Dans un communiqué publié cette semaine-là, l’hôpital a indiqué que cette naissance démontrait que son programme de greffe d’utérus pouvait entrer dans les soins médicaux courants et pourrait à terme être couvert par les assurances, au bénéfice d’un plus grand nombre de femmes infertiles.
Mallory : d’une adolescente sans utérus à une mère tenant une nouvelle vie dans ses bras
La mère, Mallory, est née sans utérus en raison du syndrome de Mayer-Rokitansky-Küster-Hauser. À l’âge de 17 ans, elle a reçu un diagnostic d’UFI (infertilité d’origine utérine), une affection qui touche jusqu’à 5% des femmes en âge de procréer dans le monde et empêche les patientes de tomber enceintes naturellement ou de mener une grossesse.
Le premier enfant de Mallory est né grâce à une gestation pour autrui portée par sa sœur. Cette fois, elle a choisi une greffe d’utérus afin de vivre elle-même la grossesse et l’accouchement. « J’ai senti que c’était la voie qui m’était destinée », a déclaré Mallory dans un communiqué. « Le moment où j’ai entendu mon bébé pleurer pour la première fois m’a bouleversée. »
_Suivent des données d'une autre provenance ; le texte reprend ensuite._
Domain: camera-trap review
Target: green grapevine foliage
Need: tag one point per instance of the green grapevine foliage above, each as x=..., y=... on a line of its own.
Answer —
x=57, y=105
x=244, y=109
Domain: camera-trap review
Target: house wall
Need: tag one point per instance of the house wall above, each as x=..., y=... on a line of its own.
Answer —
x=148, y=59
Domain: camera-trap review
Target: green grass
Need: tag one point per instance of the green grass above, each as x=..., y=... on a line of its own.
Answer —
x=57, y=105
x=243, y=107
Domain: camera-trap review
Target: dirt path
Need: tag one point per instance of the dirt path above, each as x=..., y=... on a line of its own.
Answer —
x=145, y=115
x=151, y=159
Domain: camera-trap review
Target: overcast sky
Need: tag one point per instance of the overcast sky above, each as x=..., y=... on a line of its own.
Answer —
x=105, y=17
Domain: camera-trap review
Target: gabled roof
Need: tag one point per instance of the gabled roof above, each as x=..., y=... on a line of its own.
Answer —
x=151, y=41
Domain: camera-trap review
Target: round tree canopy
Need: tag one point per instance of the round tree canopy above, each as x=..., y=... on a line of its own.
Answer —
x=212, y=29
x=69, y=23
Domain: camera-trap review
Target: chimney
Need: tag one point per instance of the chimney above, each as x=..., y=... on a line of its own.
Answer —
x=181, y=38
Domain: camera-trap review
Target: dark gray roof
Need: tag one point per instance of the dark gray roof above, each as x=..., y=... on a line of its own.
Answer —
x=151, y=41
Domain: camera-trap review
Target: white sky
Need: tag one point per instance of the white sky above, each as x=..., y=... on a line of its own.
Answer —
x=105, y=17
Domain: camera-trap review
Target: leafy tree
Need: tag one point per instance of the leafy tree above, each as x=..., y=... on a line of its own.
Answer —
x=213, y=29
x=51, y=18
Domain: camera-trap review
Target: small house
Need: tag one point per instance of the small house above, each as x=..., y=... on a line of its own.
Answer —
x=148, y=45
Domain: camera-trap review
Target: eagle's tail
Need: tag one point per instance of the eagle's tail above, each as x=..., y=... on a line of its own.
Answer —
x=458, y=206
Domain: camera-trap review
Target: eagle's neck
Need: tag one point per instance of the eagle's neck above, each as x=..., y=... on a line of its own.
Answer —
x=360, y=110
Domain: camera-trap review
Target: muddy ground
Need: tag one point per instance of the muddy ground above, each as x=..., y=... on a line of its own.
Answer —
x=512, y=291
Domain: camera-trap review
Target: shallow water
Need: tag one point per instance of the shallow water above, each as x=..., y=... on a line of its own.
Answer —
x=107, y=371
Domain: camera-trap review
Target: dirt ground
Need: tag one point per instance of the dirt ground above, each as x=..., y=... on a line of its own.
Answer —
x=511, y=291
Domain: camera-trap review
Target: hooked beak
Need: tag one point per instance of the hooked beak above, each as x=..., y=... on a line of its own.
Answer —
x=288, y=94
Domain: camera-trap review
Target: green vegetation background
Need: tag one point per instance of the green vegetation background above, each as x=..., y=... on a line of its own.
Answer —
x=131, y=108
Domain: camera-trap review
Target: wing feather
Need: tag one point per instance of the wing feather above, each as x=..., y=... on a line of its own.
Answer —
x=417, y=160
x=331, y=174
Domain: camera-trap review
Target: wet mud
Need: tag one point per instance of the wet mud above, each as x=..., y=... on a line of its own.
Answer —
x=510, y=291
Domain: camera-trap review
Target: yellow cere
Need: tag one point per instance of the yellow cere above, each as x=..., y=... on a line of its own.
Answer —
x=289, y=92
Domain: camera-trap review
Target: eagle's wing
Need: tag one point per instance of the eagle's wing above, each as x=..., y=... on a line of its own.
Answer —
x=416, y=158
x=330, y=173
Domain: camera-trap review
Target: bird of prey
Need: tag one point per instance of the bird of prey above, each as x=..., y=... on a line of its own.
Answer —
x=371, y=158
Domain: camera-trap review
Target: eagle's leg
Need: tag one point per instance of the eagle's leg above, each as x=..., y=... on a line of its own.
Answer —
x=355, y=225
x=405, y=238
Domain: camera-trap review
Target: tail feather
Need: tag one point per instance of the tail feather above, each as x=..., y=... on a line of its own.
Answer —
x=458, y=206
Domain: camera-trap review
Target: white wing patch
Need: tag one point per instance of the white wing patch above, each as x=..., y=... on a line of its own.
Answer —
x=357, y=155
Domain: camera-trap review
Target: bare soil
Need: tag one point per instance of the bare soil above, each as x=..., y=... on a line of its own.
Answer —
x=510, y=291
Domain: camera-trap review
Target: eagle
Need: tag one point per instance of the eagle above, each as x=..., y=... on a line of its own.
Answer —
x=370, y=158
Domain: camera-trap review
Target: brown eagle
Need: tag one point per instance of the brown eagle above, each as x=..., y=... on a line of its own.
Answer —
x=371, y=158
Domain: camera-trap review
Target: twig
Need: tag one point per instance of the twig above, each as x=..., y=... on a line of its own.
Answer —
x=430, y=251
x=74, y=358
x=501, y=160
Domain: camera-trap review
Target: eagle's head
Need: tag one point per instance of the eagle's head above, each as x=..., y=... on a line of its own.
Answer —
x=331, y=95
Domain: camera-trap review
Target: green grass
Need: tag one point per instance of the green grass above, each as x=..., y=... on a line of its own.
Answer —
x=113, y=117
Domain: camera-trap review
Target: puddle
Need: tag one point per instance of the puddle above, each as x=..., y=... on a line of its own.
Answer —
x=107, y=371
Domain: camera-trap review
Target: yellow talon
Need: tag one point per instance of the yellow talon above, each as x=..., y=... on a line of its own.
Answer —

Du don d’organe à la naissance : un parcours de deux ans mobilisant 50 professionnels de santé
L’utérus greffé provenait d’une donneuse décédée. Le processus a duré environ deux ans et comprenait la greffe d’utérus, la fécondation in vitro (FIV), le suivi de la grossesse et l’accouchement par césarienne, avec la collaboration d’environ 50 spécialistes médicaux.
Selon le site du programme de greffe d’utérus de l’hôpital : « Comme pour les autres greffes d’organes, les receveuses doivent prendre des médicaments immunosuppresseurs afin d’éviter le rejet de l’utérus greffé. Après la naissance d’un enfant, si la femme ne prévoit pas d’autre grossesse, l’utérus greffé est généralement retiré par chirurgie et le traitement antirejet est arrêté. »
Seuls quatre hôpitaux aux États-Unis disposent actuellement d’un programme de greffe d’utérus, dont l’University of Alabama.
Plusieurs voies vers la parentalité : la greffe d’utérus offre une autre option aux femmes atteintes d’UFI
Le cas de Mallory offre aux femmes atteintes d’infertilité d’origine utérine une autre voie vers la parentalité, en plus de la gestation pour autrui et de l’adoption. Il fait aussi progresser la reconnaissance par le public et les systèmes de santé du fait que la greffe d’utérus n’est plus uniquement expérimentale.
« Il existe de nombreuses façons de fonder une famille », a déclaré Mallory, « mais j’étais fermement convaincue que la greffe d’utérus était la voie qui me convenait ».